What is the probability of students cheating?
I found myself asking this question quite literally recently, when 10
of my students in an upper-level undergraduate methods course turned
in identical results for a take-home exercise. Of course, on some
exercises I expect students to produce identical findings, such as
when I ask for the mean and variance of a particular variable. In
this case, however, I had asked students to produce a new random
variable and to summarize its values in a frequency distribution. My
initial reaction was to suspect the students of collaborating on the
exercise (contrary to my syllabus and the assignment's
instructions), though the number of students who produced identical
results—10 out of a class of 30—made me skeptical that so many
students could conspire so effectively. The very nature of the
students made it unlikely that they collaborated together. I teach
at a large public-service university, with students that represent a
broad variety of backgrounds, nationalities, interests, and ages.

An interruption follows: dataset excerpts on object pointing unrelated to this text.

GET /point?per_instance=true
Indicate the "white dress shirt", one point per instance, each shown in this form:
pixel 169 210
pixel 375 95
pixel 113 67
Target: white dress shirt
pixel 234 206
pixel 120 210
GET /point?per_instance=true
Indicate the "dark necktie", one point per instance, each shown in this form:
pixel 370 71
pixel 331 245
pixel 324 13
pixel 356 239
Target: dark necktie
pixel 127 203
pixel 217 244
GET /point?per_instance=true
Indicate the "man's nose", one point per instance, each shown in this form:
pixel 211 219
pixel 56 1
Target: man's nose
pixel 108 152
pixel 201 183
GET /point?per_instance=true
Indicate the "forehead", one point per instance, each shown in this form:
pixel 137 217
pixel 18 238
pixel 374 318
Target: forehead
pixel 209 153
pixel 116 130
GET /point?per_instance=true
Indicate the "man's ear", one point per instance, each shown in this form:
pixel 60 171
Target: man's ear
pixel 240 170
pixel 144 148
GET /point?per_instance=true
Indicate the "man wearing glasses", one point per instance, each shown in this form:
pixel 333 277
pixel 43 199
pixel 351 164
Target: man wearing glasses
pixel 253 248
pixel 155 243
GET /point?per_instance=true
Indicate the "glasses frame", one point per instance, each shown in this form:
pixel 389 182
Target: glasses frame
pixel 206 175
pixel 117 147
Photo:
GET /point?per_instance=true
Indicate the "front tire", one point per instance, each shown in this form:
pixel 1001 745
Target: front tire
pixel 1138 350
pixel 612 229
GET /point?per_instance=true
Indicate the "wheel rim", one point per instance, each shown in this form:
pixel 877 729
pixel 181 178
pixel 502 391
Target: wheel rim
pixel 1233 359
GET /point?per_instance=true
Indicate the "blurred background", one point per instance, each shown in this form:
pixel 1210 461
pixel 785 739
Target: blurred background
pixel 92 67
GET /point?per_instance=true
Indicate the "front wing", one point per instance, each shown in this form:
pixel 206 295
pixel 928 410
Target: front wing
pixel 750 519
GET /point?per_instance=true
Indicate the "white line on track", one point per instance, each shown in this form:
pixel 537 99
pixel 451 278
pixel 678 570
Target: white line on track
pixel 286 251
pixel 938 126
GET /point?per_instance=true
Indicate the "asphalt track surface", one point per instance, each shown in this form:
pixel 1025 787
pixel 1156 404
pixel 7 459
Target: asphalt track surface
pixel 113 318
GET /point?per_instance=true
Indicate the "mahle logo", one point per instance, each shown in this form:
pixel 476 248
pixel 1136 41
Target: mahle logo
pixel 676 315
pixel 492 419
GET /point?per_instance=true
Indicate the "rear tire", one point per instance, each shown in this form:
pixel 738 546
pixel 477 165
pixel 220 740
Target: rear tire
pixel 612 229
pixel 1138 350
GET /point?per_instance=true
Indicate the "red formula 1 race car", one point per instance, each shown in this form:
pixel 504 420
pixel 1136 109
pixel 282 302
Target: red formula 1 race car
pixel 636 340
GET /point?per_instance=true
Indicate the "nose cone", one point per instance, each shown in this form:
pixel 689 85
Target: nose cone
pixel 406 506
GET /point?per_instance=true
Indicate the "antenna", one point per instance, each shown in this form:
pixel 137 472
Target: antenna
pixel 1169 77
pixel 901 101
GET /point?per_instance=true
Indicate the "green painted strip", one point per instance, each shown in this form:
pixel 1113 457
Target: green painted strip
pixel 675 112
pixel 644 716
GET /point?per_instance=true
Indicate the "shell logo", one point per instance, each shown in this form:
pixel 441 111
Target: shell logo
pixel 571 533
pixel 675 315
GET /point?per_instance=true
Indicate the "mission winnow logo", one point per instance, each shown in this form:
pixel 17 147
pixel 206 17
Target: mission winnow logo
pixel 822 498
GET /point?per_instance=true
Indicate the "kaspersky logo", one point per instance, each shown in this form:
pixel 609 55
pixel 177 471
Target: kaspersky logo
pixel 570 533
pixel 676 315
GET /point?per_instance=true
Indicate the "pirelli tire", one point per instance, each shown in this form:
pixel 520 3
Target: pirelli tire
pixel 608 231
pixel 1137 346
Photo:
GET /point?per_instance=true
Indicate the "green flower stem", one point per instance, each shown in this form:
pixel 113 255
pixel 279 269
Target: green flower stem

The course also is cross-listed among disciplines, so the 10
students included both political science and geography majors. My
review of the names of the 10 students persuaded me that it was
highly unlikely that they cheated. I have found, furthermore, that
many students will not voluntarily work in groups. So how did this
diverse group of students produce an identical “random”
variable?
My investigation of this question took me well beyond issues of
student conduct. To answer the question to my satisfaction, I found
I had to understand how campus computer networks operate and
ultimately how the statistical software my students use works. My
journey took me into the arcane world of “random” numbers in
computers, and required me to understand how statistical software
generates so-called pseudo-random numbers. When I finally found an
answer to my puzzle, I learned that the problem was not with my
students, but with the software on which we all rely for research
and, increasingly, pedagogy. Many researchers today know there is no
such thing as a computer-generated truly random number. Although
many political scientists know this has profound consequences for
their work—whether for sampling purposes or Monte Carlo
experiments—to my knowledge instructors of quantitative methods
courses have given little thought to its implications in the
classroom. For one, it is easy and tempting to mistake the problems
of pseudo-random number generation for student malfeasance. For
another, it speaks to the students' (and instructor's) conceptual
grasp of the slippery idea of “randomness.” For this reason, I offer
my own experience as a cautionary tale.